MTG hosted a conference call to present the proposed split and distribution of shares on Friday 23 March at 09:00 CET.

 

The conference call webcast is available here.

Download investor presentation for the conference call 

FAQ

What has been announced?

MTG’s Board has decided to initiate a process to split MTG into two companies by distributing all of the shares in Nordic Entertainment Group to MTG’s shareholders and listing these shares on Nasdaq Stockholm.

The Board intends to propose the distribution and listing of the shares at an Extraordinary General Meeting of its shareholders.

The split will create two separate companies with clear investment profiles that are well positioned to capitalise on consumer trends, capture growth opportunities, and generate sustainable value for owners, customers and employees.

Why do this now?

This is a natural next step in MTG’s strategic transformation.
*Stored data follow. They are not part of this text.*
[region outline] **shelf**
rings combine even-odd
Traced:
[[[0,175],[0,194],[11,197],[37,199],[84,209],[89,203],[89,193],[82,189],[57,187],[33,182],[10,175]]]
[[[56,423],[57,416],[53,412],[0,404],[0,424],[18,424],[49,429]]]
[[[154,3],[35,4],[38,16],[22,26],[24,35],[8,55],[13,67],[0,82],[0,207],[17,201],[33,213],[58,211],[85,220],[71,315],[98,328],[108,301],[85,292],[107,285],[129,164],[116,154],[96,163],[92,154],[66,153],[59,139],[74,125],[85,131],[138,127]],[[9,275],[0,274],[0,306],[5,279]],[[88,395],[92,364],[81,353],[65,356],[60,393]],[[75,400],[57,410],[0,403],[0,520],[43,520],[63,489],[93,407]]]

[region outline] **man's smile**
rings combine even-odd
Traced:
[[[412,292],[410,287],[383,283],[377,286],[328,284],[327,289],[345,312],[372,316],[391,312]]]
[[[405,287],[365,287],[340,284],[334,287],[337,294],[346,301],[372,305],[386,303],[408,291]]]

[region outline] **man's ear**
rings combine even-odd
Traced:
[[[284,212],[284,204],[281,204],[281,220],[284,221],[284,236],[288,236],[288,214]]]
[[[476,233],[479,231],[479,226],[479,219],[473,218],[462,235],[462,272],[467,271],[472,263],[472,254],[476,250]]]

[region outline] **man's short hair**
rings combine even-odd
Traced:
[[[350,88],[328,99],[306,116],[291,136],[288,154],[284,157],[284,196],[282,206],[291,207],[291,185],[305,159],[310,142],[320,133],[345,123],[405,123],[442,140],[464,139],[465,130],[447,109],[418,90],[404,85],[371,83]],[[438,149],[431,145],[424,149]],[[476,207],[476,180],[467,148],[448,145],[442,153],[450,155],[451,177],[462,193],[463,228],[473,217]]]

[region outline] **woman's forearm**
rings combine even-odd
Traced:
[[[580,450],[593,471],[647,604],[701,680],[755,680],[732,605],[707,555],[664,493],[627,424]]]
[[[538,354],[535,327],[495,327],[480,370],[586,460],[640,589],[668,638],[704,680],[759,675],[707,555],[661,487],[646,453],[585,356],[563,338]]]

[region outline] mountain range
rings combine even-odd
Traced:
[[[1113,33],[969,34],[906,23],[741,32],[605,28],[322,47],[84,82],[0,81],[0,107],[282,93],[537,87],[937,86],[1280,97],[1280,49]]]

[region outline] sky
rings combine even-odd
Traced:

Now is the right time to initiate a split of MTG into two separate and listed companies, in order to maximise the focus and potential of each group for the benefit of owners, customers and employees. The split follows the same structure as the proposed TDC combination, and with all the work we have done on strategy and how to separate the businesses, this makes full sense.

What will the two companies comprise after the split?

Modern Times Group MTG AB will comprise MTG’s current esports (ESL, DreamHack and ESEA), online gaming (InnoGames and Kongregate) and digital video content (Zoomin.TV, Engage Digital Partners) operations, as well as other minority holdings (Comosa AG and BITKRAFT). MTG will be well funded and will focus on developing and expanding its portfolio of hyper growth global digital companies through a flexible buy and build strategy, which will be centred around key digital entertainment verticals.

Nordic Entertainment Group will comprise MTG’s current Nordic Entertainment and Studios business segments, as well as Splay Networks. Nordic Entertainment Group will develop and invest in its position as a fully integrated broadcasting, digital communication and content production company.

Why is this transaction good for MTG’s shareholders?

The split will create two separate companies with clear financial profiles and equity stories, facilitating fair valuation of both businesses and providing shareholders with two distinct investment opportunities. The separation also provides both businesses with clearer focus, enables separate incentivisation models to attract and retain key talent, simplifies decision-making processes and improves their agility to capitalise on growth opportunities in order to create greater value for shareholders.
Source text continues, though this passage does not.